Is the service effective?

People told us they were happy with the care they received and felt their needs had been met. It was clear from what we saw and from speaking with staff that they understood people's care and support needs and that they knew them well.

We saw evidence the home had a good working relationship with other healthcare professionals and followed their guidance and advice. The input of other healthcare professionals involved in people's care and treatment was clearly recorded within their care plan.

Is the service caring?

We found the care staff we spoke with demonstrated a good knowledge of people's needs and were able to explain how individuals preferred their care and support to be delivered. We found the atmosphere within the home was calm and relaxed and we saw staff approached individual people in a way which showed they knew the person well and knew how best to assist them.

Our observations of the care provided, discussions with people and records we looked at told us that individual wishes for care and support were taken into account and respected.

Is the service responsive?

Care records were reviewed and any changes made either when people's needs changed or as part of the monthly review process. We saw evidence of this within the care records we reviewed.

We found people knew how to make a complaint if they were unhappy. The provider had an effective policy in place for dealing with complaints. We saw evidence the service took complaints seriously and investigated and responded to them in line with the provider's complaints procedure.

Is the service well-led?

We saw there was a quality assurance monitoring system in place that was designed to continually monitor and identify shortfalls in the service. The people we spoke with and staff told us the home was well led. They said the management team were approachable and dealt with any issues or concerns quickly.

14 October 2013

During a routine inspection

During the inspection we had the opportunity to speak with four people who used the service, the Registered Nurse, the 'Exercise to Music' coordinator, a Chef, a Carer, one relative and three other staff members.

The people who used the service and their relative told us they were looked after well and felt safe with the care and treatment provided.
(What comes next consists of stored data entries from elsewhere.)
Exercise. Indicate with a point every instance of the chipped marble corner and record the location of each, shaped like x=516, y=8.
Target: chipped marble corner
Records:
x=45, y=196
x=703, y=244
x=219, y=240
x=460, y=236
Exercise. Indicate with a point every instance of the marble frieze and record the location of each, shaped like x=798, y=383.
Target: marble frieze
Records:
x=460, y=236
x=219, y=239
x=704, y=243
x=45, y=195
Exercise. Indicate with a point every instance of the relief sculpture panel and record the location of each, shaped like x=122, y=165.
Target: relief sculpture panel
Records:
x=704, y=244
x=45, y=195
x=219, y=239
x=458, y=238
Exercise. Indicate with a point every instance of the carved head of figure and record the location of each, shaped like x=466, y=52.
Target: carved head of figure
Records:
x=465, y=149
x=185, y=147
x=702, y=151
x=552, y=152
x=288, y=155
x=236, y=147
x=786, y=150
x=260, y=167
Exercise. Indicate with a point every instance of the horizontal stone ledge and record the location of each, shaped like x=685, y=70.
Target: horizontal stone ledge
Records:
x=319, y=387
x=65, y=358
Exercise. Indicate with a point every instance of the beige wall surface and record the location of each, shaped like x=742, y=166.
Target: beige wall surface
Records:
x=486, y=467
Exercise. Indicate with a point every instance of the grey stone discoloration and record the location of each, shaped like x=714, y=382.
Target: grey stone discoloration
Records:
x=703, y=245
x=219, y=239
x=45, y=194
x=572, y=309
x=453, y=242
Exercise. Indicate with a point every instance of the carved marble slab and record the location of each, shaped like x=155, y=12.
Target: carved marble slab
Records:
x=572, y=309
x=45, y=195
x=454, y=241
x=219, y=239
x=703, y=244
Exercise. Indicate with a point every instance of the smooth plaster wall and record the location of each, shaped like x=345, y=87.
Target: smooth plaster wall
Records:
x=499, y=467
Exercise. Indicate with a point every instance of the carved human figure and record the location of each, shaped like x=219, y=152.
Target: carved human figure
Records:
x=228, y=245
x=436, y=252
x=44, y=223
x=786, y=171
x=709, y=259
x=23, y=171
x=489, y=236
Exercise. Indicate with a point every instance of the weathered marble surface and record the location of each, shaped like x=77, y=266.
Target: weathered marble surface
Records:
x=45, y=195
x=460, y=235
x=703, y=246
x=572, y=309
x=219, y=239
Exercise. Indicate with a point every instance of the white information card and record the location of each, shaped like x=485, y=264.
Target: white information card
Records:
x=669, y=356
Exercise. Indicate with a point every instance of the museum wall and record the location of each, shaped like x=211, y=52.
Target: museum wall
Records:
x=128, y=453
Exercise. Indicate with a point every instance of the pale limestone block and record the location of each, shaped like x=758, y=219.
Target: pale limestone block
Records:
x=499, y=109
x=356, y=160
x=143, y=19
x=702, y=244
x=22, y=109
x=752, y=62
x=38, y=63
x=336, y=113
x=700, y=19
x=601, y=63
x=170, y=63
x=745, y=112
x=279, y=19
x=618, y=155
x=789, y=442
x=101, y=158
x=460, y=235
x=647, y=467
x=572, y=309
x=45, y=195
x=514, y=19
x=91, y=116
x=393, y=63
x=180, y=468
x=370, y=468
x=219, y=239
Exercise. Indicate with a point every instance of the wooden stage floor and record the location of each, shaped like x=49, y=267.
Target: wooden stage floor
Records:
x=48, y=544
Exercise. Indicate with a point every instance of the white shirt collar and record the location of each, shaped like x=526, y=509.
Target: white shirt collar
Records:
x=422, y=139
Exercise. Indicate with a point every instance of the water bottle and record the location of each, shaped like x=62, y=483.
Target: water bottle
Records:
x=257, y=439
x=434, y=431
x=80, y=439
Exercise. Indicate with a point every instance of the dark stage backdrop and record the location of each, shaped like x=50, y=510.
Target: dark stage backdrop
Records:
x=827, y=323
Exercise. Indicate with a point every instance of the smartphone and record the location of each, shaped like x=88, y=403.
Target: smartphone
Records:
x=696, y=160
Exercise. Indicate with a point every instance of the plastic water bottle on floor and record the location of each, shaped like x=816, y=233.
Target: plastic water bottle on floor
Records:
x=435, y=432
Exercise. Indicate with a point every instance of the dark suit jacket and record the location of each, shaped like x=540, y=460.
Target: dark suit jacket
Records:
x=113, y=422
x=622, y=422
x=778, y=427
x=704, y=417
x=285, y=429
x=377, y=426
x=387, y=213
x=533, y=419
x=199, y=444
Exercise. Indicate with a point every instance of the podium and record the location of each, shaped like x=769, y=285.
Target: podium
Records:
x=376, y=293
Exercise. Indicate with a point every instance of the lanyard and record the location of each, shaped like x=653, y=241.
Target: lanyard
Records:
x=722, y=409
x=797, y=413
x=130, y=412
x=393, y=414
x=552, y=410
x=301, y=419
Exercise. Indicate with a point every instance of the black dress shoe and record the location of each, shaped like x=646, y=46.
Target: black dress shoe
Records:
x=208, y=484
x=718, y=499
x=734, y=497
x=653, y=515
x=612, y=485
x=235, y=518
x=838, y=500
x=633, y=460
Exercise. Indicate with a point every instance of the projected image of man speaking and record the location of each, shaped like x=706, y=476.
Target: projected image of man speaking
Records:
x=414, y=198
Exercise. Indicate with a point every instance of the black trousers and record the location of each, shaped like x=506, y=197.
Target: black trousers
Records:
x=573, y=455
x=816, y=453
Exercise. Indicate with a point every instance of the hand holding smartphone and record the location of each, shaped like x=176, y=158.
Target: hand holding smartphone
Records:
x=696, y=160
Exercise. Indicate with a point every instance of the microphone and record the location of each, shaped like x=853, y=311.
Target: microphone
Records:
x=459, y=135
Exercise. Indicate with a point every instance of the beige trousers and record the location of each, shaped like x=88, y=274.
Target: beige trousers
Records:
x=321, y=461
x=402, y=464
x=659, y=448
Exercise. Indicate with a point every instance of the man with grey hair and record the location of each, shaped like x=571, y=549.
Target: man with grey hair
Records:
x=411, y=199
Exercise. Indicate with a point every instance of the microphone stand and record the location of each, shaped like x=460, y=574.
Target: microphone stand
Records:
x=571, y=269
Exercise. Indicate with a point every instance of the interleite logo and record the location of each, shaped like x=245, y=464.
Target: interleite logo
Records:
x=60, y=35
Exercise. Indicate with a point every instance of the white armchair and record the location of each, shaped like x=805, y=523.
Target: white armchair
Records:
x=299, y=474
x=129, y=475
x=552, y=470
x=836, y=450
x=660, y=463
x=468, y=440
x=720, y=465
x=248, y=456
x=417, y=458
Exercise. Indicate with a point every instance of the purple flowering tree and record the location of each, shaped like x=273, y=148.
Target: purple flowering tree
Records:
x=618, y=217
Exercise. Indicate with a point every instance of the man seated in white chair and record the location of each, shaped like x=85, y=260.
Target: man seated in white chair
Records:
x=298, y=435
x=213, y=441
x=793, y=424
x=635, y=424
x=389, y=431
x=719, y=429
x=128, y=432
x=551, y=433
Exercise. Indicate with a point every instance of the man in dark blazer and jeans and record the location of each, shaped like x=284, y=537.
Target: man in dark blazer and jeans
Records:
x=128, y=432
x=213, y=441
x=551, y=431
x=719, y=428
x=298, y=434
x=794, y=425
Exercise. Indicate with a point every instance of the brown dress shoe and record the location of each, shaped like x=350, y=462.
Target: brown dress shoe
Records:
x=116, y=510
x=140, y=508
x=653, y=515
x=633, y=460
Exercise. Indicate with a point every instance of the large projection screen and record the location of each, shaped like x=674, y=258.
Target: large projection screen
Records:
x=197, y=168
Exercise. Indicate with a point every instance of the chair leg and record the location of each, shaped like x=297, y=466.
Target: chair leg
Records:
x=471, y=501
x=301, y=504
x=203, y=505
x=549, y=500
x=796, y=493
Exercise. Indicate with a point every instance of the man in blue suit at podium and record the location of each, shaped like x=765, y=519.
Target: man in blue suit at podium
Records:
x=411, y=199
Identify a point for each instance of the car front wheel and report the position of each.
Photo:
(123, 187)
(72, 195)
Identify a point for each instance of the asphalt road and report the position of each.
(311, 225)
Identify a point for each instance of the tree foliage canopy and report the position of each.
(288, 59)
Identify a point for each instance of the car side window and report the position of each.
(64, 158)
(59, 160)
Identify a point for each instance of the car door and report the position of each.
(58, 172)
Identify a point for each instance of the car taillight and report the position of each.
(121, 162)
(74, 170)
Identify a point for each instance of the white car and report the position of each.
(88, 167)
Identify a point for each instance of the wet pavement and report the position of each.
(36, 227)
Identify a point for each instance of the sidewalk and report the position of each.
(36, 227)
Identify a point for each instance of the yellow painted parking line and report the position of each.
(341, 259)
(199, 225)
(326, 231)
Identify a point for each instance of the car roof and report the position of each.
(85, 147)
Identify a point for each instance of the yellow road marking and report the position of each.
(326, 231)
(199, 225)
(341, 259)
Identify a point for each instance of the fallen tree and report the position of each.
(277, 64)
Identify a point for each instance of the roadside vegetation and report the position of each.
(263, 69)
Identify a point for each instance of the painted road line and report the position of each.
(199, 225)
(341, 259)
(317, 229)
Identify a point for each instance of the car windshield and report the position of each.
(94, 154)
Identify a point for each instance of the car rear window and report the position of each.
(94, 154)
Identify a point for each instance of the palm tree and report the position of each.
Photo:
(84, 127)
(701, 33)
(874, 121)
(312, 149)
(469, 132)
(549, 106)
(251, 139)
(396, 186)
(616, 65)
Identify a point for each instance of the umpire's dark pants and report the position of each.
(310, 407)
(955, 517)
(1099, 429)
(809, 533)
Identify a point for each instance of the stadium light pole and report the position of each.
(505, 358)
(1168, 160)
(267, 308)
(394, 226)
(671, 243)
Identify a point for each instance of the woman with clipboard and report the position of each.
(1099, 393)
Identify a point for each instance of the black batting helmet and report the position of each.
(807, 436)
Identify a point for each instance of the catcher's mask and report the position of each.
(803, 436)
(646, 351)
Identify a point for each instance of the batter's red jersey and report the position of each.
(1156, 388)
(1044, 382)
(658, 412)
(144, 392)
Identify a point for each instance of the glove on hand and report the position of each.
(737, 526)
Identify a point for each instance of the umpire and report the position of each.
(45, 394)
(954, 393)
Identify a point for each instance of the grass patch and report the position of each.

Their comments included: "I like it here", 'They are all nice' and 'I love it here'.

We found that the service had systems in place to ensure consent was gained before staff proceeded with personal care.

We spent time observing the lounges and dining area during the day of our inspection. We looked at how people spent their time and how staff interacted with people. The interactions we saw between staff and people who used the service and visitors were respectful. We saw some people engaged in activities with members of staff such as watching TV.

The provider had suitable arrangements in place to make sure people were provided with a choice of suitable and nutritious food and drink.

Staveley Birkleas Nursing Home obtained five stars for food hygiene from the local authority inspection team for both kitchens in October 2013.

As part of our inspection we asked the provider to explain the assurance system they used to monitor all aspects of the service. The provider had a system in place which gathered and recorded information about the quality and safety of care the service provided.

28 February 2013

During a routine inspection

During our visit we spoke with five of the 57 people who lived at the home. They told us they enjoyed living at Staveley Birkleas Nursing Home. One person said, "staff are very helpful."

People we spoke with told us staff were kind to them. One person said, 'nothing is too much trouble".

We were able to speak with two relatives during our visit who told us that they could come and visit their relative at any time; one commented "I come and go as I please."

You can see our judgements on the front page of this report.

17 January 2012

During a routine inspection

Everyone we spoke with told us that they were extremely satisfied with the quality of care and services provided. Staff actively encourage and involve as appropriate people and relatives in their care and welfare and they are respectful, encouraging and helpful in assisting people with daily living activities and participation in shared social activities.